Vestibular Consequences of Blast-related Mild Traumatic Brain Injury (TBI)
- Conditions
- DizzinessBrain Injury
- Registration Number
- NCT01021137
- Lead Sponsor
- VA Office of Research and Development
- Brief Summary
The purpose of this project is to determine the effects of mild traumatic brain injury and blast exposure on the inner ear balance and central nervous systems.
- Detailed Description
The goal of this project is to determine the effects of mild traumatic brain injury (mTBI) and blast exposure on the vestibular system and CNS. Dizziness and balance disorders are common symptoms associated with mTBI or head injury. Numerous studies have provided significant evidence that mTBI or head injury can cause damage to the vestibular system; however, most have limited the vestibular evaluation to assessment of horizontal semicircular canal function. Recently, methods have been developed to assess otolith function, and there is some evidence that head injury may affect the otolith organs to a greater degree than the semicircular canals.
mTBI has been called the signature condition of Veterans returning from Operation Enduring Freedom/Operation Iraqi Freedom (OEF/OIF), and the cause is often related to blast exposure from improvised explosive devices, mortars or rocket-propelled grenades. Some investigators have presumed that dizziness and balance disorders following blast exposure are related to CNS damage caused by the TBI rather than the pressure wave from the blast injury.
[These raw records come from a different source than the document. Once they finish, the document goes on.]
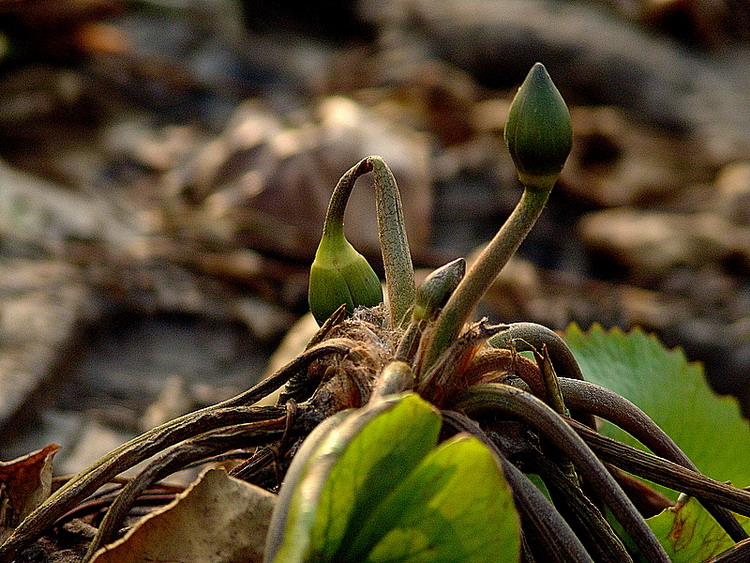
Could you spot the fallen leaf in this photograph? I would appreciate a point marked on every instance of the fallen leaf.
(217, 519)
(25, 483)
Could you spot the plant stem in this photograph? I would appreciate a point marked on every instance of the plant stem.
(483, 272)
(394, 244)
(490, 397)
(539, 518)
(399, 271)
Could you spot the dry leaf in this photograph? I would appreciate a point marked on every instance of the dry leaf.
(25, 483)
(217, 519)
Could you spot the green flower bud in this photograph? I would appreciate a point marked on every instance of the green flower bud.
(538, 132)
(340, 275)
(435, 290)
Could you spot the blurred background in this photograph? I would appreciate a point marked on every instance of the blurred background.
(165, 166)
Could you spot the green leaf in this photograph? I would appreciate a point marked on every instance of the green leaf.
(673, 392)
(376, 488)
(455, 506)
(690, 534)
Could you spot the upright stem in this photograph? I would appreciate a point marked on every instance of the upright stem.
(399, 271)
(485, 269)
(394, 245)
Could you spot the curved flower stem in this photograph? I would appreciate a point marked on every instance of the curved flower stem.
(538, 515)
(200, 447)
(497, 396)
(394, 244)
(521, 335)
(609, 405)
(528, 336)
(584, 517)
(664, 472)
(482, 273)
(399, 271)
(154, 440)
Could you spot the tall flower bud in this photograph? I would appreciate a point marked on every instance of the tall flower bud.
(538, 132)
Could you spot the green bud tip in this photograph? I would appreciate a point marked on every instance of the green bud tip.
(340, 275)
(538, 132)
(435, 290)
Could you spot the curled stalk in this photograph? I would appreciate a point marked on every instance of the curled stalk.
(610, 406)
(340, 275)
(499, 397)
(531, 336)
(664, 472)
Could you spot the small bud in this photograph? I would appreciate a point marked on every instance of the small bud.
(538, 132)
(341, 275)
(435, 290)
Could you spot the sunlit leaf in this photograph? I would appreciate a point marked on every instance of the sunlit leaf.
(353, 471)
(377, 490)
(455, 506)
(673, 392)
(689, 533)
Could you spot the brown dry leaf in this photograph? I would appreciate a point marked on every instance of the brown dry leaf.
(25, 483)
(217, 519)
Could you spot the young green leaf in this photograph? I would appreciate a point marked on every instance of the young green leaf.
(376, 490)
(340, 275)
(352, 470)
(689, 533)
(673, 392)
(455, 506)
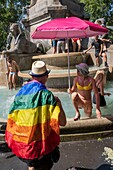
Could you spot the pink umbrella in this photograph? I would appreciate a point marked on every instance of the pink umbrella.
(68, 28)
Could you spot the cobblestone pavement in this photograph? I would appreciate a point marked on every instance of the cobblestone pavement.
(81, 155)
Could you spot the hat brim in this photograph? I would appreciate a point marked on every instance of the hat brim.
(82, 70)
(39, 75)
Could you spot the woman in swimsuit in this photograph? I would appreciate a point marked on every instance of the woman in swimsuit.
(81, 90)
(100, 81)
(12, 72)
Thus, most research has focused on the vestibular consequences of TBI (or head injury), and there is limited data on the effects of blast exposure on vestibular function or balance. Recently, magnetic resonance imaging techniques have been developed that may allow for testing the assumption that the symptoms of dizziness or imbalance related to head injury or blast exposure are often due to central vestibular or CNS involvement.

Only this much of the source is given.